Stories & Voices
Celebrating a Shared Heritage
May 5th, 2026

How do you encapsulate the experience of being both Asian American and Jewish American? For New York-based artist Sarah Waxman, it started with the Silk Road.

“When I started thinking about what imagery could adequately encapsulate the experience of being both Asian and Jewish, I considered another question: Where would Asians and Jews have even first crossed paths?” Sarah said.

In honor of Jewish American Heritage Month and Asian American and Pacific Islander Heritage Month — both in May — UJA-Federation worked with our grantee the LUNAR Collective to create programming that celebrates the unique history and experience of Jewish and Asian Americans.

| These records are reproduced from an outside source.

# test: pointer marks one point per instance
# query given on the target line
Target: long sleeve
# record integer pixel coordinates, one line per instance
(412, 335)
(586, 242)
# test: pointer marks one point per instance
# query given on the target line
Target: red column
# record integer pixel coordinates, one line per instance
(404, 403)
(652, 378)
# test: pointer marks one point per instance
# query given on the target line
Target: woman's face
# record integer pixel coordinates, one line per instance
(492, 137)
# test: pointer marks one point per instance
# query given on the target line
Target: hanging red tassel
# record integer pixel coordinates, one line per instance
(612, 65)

Founded in 2020, the LUNAR Collective cultivates connection, belonging, and visibility for Asian American Jews through intersectional community programming and authentic digital storytelling. With support from UJA, LUNAR commissioned Sarah to create artwork celebrating her experiences as someone who is Asian and Jewish.

“As part of UJA's commitment to building bridges between the communities who live side by side in our neighborhoods and supporting Jewish inclusion in the arts, we believe in leading the way by creating opportunities for diverse Jewish representation within the Jewish art world,” said Ayelet Pearl, UJA’s Community Mobilizer for Queens and Long Island. “As part of our JAHM-AAPI heritage month initiative, we were thrilled to work with Sarah, who is both Asian and Jewish, to share her own dual cultural identities in a visual reflection of these goals.”

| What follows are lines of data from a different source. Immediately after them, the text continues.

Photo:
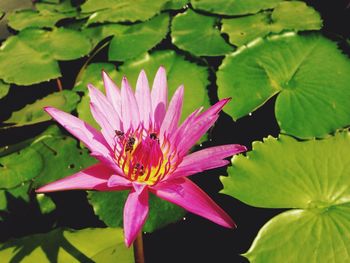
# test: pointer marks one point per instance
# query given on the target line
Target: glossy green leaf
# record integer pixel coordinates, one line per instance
(92, 74)
(136, 39)
(61, 157)
(34, 52)
(69, 246)
(121, 10)
(109, 207)
(205, 32)
(19, 167)
(313, 95)
(4, 89)
(32, 18)
(18, 192)
(310, 176)
(65, 100)
(291, 15)
(234, 7)
(46, 205)
(179, 71)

Sarah’s piece, titled “Year of the H5O7R8S6E”, celebrates the lunar calendar and Hebrew calendar. It presents a horse with a branch of mulberries against a pitch-black sky beneath a shining moon.

As Sarah explains, “The mulberry tree is the humble plant that enticed the silkworm that made the silk that was deemed so valuable it inadvertently launched the Silk Road, the ancient trade route linking much of humankind. Asians and Jews would likely have first encountered one another along one of the Silk Road’s many vast routes.”

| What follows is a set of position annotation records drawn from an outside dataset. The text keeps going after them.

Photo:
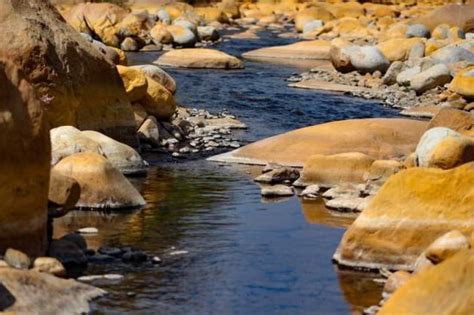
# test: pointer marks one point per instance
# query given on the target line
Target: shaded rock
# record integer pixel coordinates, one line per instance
(277, 191)
(446, 246)
(159, 75)
(199, 58)
(68, 253)
(32, 292)
(121, 156)
(279, 175)
(443, 289)
(329, 170)
(437, 75)
(158, 101)
(17, 259)
(378, 138)
(102, 185)
(49, 265)
(444, 148)
(392, 234)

The image finds commonality among Asian and Jewish cultures. Contemporary Chinese characters evolved from pictorial forms into the standardized forms used today. This image inverts this evolution, the letters תשפו helping to form the image: The tav is found in the mulberry branch; the shin forms the fiery crown of the horse’s mane; the peh forms the horse’s mouth; and the vav completes the horse’s ear. The moon in the top right corner is the link between both cultures, as both evolved in tune with the lunar cycles. 

“The Fire Horse has a particular intensity. This vibrant, dynamic horse fills the frame with a sense of immediacy and invites the viewer to join her, assured despite the undefined path,” Sarah says. “My hope is that this image can act as a bridge, extending a glimpse into what it feels like to hold multiple cultures within oneself simultaneously.”